AI is only as good as the data that fuels it. In advertising, however, that foundation is often flawed.
The industry talks a lot about targeting and measurement, but it rarely confronts the fidelity of the data behind those outcomes. This is akin to tuning up a car that’s running on the wrong fuel entirely and hoping it will drive better.
Data fidelity isn’t only about accuracy; it’s also about whether your data truly reflects real-world behavior and remains reliable across environments, rather than breaking down when combined with other data sets. AI makes this challenge even more urgent. Sophisticated models amplify bad inputs just as efficiently as good ones. If we want AI to improve advertising outcomes, our industry needs to get much more serious about the integrity of the signals we’re feeding it.
Here’s a four-step framework to do just that.
1. Start with quality inputs
Too much of the data that powers digital advertising today is inferred, modeled or stitched together from indirect signals. Even first-party data, while valuable, can be narrow or siloed. As these inputs are reused and fed into automated systems, small inaccuracies compound, weakening targeting, measurement and trust. In an AI-driven environment, that fragility could become a major concern.
High-fidelity data starts closer to the source of truth. Signals like app ownership and usage patterns provide a more durable, privacy-resilient foundation for understanding intent than probabilistic profiles or transient identifiers.
2. Build infrastructure that minimizes degradation
Even if you start with great data, it often degrades as it moves through the stack. Connecting hashed emails to device IDs to household graphs can introduce noise, duplication and misalignment. This gets worse when identity resolution relies on black-box logic or mismatched taxonomies.
To maintain fidelity, data infrastructure must minimize these translation layers. That means reducing joins, enforcing standardization and ensuring the logic behind your segments is transparent and auditable. Just because a data set is technically “addressable” doesn’t mean it’s precise.
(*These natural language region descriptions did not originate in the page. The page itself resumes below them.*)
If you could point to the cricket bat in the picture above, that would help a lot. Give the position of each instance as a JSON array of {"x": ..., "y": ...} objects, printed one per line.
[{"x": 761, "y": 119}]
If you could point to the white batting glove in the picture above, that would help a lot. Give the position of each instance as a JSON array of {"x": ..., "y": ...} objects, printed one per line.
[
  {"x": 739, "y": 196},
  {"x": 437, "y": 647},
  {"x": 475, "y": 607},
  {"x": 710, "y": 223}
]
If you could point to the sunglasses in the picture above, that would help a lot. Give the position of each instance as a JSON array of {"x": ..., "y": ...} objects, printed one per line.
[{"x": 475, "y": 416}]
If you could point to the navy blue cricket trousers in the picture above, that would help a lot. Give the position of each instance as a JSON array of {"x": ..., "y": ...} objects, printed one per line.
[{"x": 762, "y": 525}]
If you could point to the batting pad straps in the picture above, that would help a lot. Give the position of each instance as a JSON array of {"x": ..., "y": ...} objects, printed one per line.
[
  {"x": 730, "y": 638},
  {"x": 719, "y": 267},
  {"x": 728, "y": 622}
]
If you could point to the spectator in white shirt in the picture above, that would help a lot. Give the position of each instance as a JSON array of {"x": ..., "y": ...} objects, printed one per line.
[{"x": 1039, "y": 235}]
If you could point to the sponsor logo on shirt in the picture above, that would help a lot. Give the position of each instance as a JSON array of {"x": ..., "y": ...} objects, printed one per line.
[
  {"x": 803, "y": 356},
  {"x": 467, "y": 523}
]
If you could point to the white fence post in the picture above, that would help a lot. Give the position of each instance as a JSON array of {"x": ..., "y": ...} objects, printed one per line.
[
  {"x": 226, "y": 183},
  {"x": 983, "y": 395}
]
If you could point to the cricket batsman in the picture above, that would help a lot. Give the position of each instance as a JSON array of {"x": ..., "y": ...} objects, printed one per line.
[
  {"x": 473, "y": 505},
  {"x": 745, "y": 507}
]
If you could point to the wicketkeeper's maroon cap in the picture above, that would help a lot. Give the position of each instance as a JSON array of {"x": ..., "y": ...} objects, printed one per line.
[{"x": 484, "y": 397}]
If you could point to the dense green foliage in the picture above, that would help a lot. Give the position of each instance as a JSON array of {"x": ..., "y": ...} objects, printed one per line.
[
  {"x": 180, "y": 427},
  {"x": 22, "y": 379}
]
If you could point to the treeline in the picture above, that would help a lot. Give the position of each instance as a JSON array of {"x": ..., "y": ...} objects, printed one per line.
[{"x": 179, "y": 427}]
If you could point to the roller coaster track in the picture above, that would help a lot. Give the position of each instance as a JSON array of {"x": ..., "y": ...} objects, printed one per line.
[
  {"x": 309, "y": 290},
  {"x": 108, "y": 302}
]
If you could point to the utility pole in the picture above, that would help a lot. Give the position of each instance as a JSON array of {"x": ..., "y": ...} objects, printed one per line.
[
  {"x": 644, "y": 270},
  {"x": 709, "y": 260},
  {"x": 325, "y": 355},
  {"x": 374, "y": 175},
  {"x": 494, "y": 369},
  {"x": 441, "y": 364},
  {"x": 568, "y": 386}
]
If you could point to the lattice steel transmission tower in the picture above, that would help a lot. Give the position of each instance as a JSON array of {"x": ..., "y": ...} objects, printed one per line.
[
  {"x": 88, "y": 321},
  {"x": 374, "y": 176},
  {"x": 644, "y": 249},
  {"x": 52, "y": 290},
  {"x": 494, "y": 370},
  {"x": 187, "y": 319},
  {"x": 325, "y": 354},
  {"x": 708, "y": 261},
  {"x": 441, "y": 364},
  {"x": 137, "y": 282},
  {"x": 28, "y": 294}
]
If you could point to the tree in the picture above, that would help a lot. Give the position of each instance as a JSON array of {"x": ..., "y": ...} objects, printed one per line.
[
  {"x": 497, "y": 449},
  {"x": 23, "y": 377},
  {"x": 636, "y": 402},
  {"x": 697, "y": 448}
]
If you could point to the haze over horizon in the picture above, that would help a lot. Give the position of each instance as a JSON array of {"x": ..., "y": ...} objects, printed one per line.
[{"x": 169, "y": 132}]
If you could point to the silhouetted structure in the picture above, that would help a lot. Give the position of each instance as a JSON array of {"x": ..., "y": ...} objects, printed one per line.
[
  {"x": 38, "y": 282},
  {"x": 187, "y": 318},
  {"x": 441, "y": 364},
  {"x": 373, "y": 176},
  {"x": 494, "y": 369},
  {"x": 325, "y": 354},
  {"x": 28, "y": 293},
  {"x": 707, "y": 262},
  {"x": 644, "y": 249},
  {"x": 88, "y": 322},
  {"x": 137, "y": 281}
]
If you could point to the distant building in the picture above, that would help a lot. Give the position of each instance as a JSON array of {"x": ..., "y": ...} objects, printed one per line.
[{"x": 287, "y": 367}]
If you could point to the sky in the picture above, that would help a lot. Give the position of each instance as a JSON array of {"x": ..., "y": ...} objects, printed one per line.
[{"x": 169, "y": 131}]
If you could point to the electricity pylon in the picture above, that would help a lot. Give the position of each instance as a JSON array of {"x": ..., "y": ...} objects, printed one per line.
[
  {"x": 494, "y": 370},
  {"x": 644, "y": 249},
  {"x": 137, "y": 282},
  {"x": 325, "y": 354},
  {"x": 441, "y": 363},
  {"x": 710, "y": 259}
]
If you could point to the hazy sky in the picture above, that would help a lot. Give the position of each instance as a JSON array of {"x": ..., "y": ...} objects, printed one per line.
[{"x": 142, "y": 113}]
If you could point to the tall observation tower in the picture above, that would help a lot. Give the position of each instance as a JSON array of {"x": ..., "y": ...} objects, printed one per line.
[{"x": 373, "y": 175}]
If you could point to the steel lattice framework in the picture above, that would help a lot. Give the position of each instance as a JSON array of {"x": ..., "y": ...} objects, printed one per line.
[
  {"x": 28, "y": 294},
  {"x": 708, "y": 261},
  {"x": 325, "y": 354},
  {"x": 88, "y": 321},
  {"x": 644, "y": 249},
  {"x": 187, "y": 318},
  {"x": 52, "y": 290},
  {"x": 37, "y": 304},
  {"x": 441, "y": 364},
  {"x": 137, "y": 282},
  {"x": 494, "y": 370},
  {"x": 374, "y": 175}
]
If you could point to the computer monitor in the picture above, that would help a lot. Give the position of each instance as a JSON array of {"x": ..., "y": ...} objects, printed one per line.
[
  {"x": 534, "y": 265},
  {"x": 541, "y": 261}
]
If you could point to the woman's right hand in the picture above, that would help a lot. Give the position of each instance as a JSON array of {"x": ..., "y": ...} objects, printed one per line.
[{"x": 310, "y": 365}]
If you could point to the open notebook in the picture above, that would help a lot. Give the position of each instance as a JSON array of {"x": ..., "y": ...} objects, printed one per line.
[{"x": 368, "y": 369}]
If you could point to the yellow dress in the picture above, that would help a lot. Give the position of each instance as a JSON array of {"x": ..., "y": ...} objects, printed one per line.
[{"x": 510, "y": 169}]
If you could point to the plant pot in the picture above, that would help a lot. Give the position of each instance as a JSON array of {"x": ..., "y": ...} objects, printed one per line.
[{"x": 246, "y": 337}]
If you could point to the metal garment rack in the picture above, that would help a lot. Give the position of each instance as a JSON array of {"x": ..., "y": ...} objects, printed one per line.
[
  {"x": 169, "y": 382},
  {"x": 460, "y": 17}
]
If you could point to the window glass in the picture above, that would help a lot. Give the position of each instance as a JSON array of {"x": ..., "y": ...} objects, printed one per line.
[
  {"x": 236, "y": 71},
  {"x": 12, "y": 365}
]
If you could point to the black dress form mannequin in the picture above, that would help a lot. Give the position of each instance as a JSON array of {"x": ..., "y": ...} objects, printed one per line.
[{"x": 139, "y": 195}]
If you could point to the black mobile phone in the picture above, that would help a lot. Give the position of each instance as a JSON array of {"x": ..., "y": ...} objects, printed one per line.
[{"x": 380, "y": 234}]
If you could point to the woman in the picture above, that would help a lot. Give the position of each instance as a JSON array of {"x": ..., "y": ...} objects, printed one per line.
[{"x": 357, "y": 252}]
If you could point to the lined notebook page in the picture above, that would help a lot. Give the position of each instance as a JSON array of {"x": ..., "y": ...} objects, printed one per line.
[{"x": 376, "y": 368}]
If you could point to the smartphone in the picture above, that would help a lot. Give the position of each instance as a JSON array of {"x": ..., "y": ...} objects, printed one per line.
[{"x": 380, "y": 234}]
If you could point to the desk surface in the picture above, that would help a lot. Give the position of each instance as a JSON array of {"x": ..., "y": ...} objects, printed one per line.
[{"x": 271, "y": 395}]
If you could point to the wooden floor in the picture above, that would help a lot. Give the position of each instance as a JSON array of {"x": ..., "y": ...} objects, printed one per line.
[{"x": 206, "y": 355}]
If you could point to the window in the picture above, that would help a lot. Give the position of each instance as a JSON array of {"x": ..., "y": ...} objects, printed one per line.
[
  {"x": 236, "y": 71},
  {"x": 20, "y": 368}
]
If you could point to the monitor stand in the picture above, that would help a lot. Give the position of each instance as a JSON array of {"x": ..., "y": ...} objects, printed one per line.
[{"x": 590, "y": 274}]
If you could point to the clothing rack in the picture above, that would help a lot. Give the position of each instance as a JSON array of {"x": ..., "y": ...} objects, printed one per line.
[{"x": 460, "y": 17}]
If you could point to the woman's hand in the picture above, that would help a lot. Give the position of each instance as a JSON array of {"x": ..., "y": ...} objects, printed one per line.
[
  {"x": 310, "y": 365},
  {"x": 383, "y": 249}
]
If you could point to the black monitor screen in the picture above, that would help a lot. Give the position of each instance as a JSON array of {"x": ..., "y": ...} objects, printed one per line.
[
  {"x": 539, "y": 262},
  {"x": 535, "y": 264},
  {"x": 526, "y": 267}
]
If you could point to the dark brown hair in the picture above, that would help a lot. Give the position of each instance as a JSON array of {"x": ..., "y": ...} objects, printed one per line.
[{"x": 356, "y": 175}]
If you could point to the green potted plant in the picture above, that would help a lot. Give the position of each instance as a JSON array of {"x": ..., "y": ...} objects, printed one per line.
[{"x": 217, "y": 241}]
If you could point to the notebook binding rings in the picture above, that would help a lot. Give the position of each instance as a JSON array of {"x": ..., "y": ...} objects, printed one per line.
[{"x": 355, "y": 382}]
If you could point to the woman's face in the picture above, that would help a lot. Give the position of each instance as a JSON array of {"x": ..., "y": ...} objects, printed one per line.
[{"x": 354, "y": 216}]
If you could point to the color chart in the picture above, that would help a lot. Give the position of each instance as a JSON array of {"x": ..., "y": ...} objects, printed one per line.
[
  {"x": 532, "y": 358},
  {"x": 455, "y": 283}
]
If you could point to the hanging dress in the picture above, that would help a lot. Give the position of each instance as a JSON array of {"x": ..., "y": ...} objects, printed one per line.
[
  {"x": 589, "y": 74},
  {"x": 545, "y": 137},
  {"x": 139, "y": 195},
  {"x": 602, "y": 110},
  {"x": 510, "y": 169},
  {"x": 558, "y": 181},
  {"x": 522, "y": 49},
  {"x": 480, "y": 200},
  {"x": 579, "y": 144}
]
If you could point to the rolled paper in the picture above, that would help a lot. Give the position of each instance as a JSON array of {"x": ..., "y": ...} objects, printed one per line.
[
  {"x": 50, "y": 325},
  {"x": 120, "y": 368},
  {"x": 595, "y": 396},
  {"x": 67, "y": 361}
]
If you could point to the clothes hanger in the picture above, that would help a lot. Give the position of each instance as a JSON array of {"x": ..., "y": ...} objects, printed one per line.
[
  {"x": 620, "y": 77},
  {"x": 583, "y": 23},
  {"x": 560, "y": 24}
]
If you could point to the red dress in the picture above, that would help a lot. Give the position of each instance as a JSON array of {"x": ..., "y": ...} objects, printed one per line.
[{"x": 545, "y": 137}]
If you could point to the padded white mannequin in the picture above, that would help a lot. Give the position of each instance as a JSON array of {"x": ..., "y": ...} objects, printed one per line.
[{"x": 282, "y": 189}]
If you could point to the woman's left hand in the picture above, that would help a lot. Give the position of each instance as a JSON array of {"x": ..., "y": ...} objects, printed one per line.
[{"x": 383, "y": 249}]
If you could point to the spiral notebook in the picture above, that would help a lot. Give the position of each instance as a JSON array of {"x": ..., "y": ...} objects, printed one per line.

In an AI-driven system, input precision makes or breaks the output.
3. Demand durability across environments
Fidelity also means flexibility. Can your data withstand the constant shifts in privacy policy, device rules and channel fragmentation?
Marketers need signals that hold up across mobile, CTV, DOOH and the open web, not ones that crumble outside of walled gardens. Durable data doesn’t rely on a single identifier or platform. Instead, it uses context-rich signals like location, time and behavioral patterns to inform activation in ID-constrained environments.
Your strategy cannot depend on a single identifier surviving the next browser update.
4. Anchor your strategy with a source of truth
AI works best when it has a clean, consistent foundation. That means a persistent source of truth, or a core data set against which all other inputs are reconciled. Without this, marketers are left guessing which signal to trust, and models can be led astray by inconsistencies.
This source of truth should be built around real-world consumer behavior. Think less “who is this person?” and more “what are they likely to do next?” In a world where identity is fragmenting, behavior is the through line.
Precision starts with fidelity
For years, precision in advertising was treated as a trade-off. You could be precise, or you could reach scale, but rarely both. AI has the power to change that equation, but only if it is grounded in high-fidelity signals.
This is a moment the industry can’t afford to get wrong. As AI becomes embedded in planning and activation, the quality of the data feeding these systems will determine whether outcomes improve or simply scale existing inefficiencies. High-fidelity data makes precision possible. AI makes it scalable.